Turn, Turn, Turn

The famous Pete Seeger song has our editor in chief reflecting on 30 seasons of architecture and design.

Time and again, some song or another hums in my brain, but none as often as Pete Seeger’s “To Everything There Is a Season.” His lyrics (borrowed from Ecclesiastes) pop up at the most fortuitous moments, as they do now while I’m trying to encapsulate my 25 years at Metropolis. The phrase that keeps singing in my head—“a time to gather stones together”—helps me say what I’ve been thinking about the design movements that have defined the 30 years of our publishing adventure. Modernism has deep historic roots, beginning with the founding ethos of the new, industrially sophisticated 20th century, but by 1981 all we had left of it was an eviscerated philosophy, turned into a style and divested of its social mission.

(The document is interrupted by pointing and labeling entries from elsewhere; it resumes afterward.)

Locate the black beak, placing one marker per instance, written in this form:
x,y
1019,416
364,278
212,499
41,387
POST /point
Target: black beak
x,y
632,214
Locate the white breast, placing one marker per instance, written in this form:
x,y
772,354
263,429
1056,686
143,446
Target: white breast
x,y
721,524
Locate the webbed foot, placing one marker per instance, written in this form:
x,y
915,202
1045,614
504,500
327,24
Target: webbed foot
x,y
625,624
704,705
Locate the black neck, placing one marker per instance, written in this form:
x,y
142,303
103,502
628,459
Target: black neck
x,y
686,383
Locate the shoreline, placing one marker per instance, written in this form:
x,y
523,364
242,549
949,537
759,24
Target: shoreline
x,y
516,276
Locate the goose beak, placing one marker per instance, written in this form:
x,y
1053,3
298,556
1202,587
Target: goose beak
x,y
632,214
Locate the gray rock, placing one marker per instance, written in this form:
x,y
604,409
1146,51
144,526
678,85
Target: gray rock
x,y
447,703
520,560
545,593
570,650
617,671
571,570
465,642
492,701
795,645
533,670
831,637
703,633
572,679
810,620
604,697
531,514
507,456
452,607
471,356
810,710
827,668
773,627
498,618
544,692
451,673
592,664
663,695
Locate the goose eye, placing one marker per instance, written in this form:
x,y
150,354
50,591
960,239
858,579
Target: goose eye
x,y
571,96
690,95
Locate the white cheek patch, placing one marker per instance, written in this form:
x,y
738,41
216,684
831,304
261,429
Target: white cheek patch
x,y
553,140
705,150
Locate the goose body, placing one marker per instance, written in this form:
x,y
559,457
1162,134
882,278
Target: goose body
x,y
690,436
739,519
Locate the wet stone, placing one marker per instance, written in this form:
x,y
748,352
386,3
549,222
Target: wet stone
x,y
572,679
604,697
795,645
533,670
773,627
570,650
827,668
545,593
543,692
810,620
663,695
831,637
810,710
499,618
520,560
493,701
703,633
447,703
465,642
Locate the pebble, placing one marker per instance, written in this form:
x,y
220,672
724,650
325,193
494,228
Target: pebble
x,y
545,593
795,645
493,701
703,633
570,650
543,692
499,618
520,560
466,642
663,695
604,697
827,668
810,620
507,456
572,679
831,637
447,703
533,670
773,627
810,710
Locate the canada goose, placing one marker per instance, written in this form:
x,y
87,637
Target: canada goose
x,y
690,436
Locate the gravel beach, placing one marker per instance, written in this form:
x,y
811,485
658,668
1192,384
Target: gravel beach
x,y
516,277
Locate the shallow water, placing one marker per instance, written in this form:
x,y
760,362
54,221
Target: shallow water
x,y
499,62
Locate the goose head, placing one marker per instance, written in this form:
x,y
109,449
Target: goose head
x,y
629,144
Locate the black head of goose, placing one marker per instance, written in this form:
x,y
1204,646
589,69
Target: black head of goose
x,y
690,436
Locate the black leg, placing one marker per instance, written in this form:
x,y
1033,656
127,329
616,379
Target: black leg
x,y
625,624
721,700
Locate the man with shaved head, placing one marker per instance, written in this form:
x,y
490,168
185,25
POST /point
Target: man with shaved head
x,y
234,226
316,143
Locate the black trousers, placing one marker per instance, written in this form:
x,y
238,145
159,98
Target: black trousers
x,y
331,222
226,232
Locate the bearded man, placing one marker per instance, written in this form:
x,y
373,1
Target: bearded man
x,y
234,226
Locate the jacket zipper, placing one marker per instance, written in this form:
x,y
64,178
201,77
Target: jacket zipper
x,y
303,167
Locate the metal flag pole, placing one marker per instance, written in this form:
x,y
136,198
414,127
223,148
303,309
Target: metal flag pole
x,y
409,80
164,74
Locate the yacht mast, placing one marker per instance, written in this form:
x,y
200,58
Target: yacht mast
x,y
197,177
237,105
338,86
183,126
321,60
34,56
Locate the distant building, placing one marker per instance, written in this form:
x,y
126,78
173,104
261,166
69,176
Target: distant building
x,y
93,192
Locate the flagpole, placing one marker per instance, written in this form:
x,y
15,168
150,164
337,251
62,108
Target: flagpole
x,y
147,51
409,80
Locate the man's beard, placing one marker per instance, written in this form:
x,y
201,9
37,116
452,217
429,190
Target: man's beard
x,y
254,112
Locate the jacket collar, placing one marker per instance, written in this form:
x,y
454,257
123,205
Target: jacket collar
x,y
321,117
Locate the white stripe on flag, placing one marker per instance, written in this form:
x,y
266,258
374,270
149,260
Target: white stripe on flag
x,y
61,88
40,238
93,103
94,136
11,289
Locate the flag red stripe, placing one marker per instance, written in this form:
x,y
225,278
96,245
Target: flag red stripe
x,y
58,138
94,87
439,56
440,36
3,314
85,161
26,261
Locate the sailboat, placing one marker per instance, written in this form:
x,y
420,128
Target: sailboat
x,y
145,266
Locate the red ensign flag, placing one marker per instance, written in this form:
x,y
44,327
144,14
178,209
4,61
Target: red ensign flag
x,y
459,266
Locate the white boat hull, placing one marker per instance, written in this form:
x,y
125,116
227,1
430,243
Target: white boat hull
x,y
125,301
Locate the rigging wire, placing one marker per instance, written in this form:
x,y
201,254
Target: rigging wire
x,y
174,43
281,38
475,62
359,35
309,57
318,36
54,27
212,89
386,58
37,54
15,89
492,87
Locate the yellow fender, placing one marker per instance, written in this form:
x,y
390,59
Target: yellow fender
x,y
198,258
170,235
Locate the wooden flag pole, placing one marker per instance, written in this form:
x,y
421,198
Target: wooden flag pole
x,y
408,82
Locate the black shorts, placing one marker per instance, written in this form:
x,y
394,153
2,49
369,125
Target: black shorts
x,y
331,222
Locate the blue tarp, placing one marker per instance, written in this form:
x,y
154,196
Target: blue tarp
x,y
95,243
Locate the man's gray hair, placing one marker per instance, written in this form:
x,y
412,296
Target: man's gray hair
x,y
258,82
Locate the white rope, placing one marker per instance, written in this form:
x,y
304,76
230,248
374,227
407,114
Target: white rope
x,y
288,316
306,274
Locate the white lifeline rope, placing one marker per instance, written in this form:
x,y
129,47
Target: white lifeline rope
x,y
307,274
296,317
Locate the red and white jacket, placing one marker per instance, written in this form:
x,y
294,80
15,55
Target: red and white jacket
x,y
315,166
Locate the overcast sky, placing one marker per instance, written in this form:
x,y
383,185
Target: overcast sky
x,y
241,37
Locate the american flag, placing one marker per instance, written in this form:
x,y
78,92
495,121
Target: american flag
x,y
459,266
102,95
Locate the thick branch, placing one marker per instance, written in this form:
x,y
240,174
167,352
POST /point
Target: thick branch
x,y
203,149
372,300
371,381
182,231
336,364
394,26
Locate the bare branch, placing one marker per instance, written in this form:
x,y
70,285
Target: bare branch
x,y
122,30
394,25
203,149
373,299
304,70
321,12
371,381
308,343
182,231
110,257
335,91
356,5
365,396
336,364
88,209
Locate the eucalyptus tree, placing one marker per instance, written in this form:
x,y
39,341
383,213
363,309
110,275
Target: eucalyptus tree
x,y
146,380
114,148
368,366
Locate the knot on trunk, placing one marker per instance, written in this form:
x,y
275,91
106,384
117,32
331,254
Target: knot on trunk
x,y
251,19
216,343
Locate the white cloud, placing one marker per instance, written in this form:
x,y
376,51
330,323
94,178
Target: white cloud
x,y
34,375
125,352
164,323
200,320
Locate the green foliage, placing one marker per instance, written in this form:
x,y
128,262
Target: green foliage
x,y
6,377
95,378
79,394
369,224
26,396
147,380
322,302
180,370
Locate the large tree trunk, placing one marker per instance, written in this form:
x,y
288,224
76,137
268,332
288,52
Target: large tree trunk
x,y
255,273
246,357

With this corruption of modern design came a long, dark season of Style Wars. But we believed in the design community’s humanist impulses and tried to keep its larger mission alive. So when postmodernism came along, I was hopeful. Seeing architects search for historic inspiration with great tomes of exquisite architectural details open on their desks, I thought, This is good. Surely they will also find the time-tested secrets of building siting, daylighting, natural ventilation, using water and plants to bring nature into action and into view—the sum total of human understanding of how to build on the land. That didn’t happen, of course. We kept suffering from that storied modern illness, amnesia, and ended up with Italianate palazzos and Greek temples, facades tacked onto sealed buildings with energy-guzzling cooling and heating systems.

As minimalism gained strength, with its impulse to do more with less, in the service of creating beauty that functioned perfectly for its intended purpose, I grew hopeful once more. Surely we would start debating our reckless use of materials and spaces. But that didn’t happen either. Minimalism, too, turned into a high style without much talk about environmental and social underpinnings.

When lawmakers discovered that nearly half of Americans were victims of these Style Wars, they passed a momentous piece of civil-rights legislation, the Americans with Disabilities Act. The mandate of the law, that everything in the built environment should be designed to enable people of all sizes and with varying abilities, was met by truculent compliance by the design community. Sure, a lot of things have improved in the past two decades, but I have yet to see systems thinking embedded in the design process. What if, for instance, way-finding began on the city streets and was carried into the smallest nook of the home or office?

We now know that the piecemeal fixes of the past decades represent an outdated approach. As natural disasters flash across our screens with increasing frequency, we understand that it’s time to address the complex problems we face. We’re learning about systems thinking, which is about the connectivity we must find between every design project and the sum total of human knowledge that’s embedded in our technical inventions, the sciences, our cultures, and beliefs. As I see it, this is our season “to gather stones together.”